Chickpeas trade is pegged modestly higher y/y, at 2.1m t, mostly on growing Asian demand, as bigger deliveries to Bangladesh and Turkey more than offset reduced buying by Pakistan. Despite a slower pace of shipments by Australia compared to previous year, purchases by Bangladesh are seen slightly higher y/y, with deficits covered by supplies from India. 

Urd/mung beans dispatches are pegged at 2.1m t (+1% y/y); shipments by Myanmar is seen modestly higher y/y amid good crop and estimated sizeable dispatches to India and China. 

Concerning other pulses, trade is seen broadly steady y/y, at 2.2m t, while kidney beans volumes are placed modestly higher, at 1.6m. In contrast, broad beans demand is seen edging marginally lower y/y, to 1.2m t, including weaker demand from Egypt. 

Outlook for 2024

Although final volumes will be influenced by myriad factors, global demand is anticipated to stay firm in 2024, tied to purchases by the two largest buyers – China and India. With domestic utilisation expected to hold up, imports by China could remain elevated. In India, the 2023/24 rabi (winter-sown) pulses planted area is reportedly smaller y/y which may negatively impact the final crop number. Furthermore, the government of India has relaxed pulses trade policy, including the lifting of an import duty on yellow peas until 31 March 2024, while also extending the duty exemption for lentils, pigeon peas and urd bean by around one year until 31 March 2025. However, global supplies may be slightly tighter compared to the previous year, with dry peas and lentils output in Canada – the world’s largest exporter – lower y/y. However, much may also depend on 2024/25 plantings, which typically commence in April. Similarly, official outlooks point to a reduced outturn in Australia, largely on diminished yield potential following hot, dry conditions in major growing areas.
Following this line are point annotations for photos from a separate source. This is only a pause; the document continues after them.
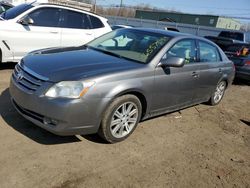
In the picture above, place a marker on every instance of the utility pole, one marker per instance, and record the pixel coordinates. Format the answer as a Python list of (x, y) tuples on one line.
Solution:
[(95, 6), (120, 10)]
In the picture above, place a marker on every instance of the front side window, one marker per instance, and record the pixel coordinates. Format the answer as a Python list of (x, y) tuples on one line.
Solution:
[(75, 20), (46, 17), (208, 52), (140, 46), (96, 22), (184, 49), (16, 11)]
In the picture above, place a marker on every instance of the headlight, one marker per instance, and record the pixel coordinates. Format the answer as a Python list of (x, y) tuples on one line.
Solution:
[(69, 89)]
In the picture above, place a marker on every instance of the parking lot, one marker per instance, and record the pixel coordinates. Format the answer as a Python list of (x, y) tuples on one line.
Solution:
[(201, 146)]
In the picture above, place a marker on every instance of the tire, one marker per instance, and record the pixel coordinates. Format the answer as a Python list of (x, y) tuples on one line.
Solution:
[(120, 118), (218, 93)]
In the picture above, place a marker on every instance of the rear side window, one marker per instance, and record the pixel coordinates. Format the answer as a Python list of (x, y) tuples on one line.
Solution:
[(46, 17), (184, 49), (96, 22), (208, 52), (75, 20), (232, 35)]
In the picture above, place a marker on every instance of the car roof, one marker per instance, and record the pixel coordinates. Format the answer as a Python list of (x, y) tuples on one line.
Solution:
[(68, 6), (164, 32), (173, 34)]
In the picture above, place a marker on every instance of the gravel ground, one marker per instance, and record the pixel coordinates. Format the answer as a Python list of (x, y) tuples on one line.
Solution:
[(201, 146)]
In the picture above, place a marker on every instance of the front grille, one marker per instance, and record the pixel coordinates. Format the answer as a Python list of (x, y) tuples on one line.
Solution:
[(26, 79), (29, 113)]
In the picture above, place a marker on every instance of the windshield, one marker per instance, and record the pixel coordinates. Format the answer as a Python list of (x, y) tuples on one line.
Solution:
[(137, 45), (15, 11)]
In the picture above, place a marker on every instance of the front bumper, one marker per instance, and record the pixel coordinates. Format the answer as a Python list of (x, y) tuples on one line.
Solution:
[(69, 116)]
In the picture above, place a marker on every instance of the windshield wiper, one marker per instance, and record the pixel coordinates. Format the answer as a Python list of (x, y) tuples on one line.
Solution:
[(104, 51)]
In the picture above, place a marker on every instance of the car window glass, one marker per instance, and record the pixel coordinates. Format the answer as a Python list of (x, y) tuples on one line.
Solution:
[(46, 17), (96, 22), (208, 52), (131, 44), (16, 11), (184, 49), (120, 41), (75, 20)]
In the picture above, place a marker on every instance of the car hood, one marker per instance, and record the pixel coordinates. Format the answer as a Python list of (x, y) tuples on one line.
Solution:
[(74, 63)]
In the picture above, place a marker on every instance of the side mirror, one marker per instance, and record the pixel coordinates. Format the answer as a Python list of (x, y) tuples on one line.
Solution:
[(172, 62), (26, 21)]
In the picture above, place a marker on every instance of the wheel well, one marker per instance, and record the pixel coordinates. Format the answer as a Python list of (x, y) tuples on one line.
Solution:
[(142, 99), (225, 80)]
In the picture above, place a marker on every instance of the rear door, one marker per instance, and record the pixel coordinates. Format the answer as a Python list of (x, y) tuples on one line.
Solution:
[(210, 70), (175, 87), (76, 28)]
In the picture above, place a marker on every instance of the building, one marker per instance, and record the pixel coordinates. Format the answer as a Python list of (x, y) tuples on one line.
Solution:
[(194, 19), (72, 3)]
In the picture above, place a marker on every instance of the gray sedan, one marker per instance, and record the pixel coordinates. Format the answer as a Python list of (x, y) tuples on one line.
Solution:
[(109, 85)]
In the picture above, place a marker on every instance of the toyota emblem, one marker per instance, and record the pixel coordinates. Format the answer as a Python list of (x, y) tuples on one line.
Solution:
[(19, 76)]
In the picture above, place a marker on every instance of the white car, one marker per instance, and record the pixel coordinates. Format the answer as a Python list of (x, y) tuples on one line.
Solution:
[(29, 27)]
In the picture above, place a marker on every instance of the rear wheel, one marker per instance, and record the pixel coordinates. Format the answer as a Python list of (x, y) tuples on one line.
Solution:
[(218, 93), (120, 119)]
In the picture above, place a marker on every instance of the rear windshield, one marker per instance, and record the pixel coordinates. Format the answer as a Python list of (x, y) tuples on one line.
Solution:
[(15, 11), (232, 35)]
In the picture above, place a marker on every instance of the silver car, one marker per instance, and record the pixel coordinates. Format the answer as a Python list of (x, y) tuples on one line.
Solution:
[(109, 85)]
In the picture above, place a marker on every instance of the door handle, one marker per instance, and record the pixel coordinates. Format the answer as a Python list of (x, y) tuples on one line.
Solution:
[(54, 32), (195, 74)]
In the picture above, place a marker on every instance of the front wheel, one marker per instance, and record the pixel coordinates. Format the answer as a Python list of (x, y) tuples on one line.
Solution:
[(218, 93), (120, 119)]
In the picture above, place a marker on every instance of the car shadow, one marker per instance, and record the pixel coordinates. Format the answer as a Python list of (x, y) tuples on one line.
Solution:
[(4, 66), (245, 122), (241, 82), (26, 128)]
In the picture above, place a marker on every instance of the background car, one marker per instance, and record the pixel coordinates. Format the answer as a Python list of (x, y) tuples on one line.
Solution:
[(108, 87), (5, 6), (29, 27), (240, 55)]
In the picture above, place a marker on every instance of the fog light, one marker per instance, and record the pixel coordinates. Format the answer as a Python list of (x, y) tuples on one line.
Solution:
[(49, 121)]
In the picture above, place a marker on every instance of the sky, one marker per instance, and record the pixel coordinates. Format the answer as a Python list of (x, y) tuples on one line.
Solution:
[(235, 8)]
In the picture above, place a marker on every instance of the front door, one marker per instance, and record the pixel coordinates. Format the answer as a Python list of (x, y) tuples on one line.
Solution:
[(175, 87), (210, 66)]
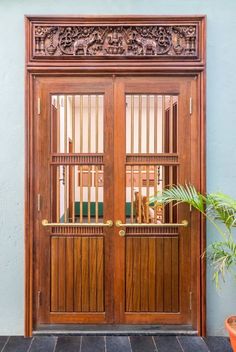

After having grown impressively in the past decade and more, pulses occupy an increasingly important position in global food supply chains, being an alternative source of protein and contributing to the sustainable development of agriculture. While Asia remains the pivotal region in terms of its ability to shape broader demand trends, pulses have gained traction in a number of other key regions, including Europe and the Americas. As a consequence, they are an important consideration for farmers in many geographical areas, with Canada, Australia, Russia, Myanmar and the US being the main exporters. Moving forward, the IGC predicts further growth in pulses trade over the medium-term, with volumes continuing to be shaped by uptake in food, feed and processed sectors. As in the past, trade will be dominated by dry peas, lentils and chickpeas, which typically account for as much as two-thirds of total pulses import demand in some years.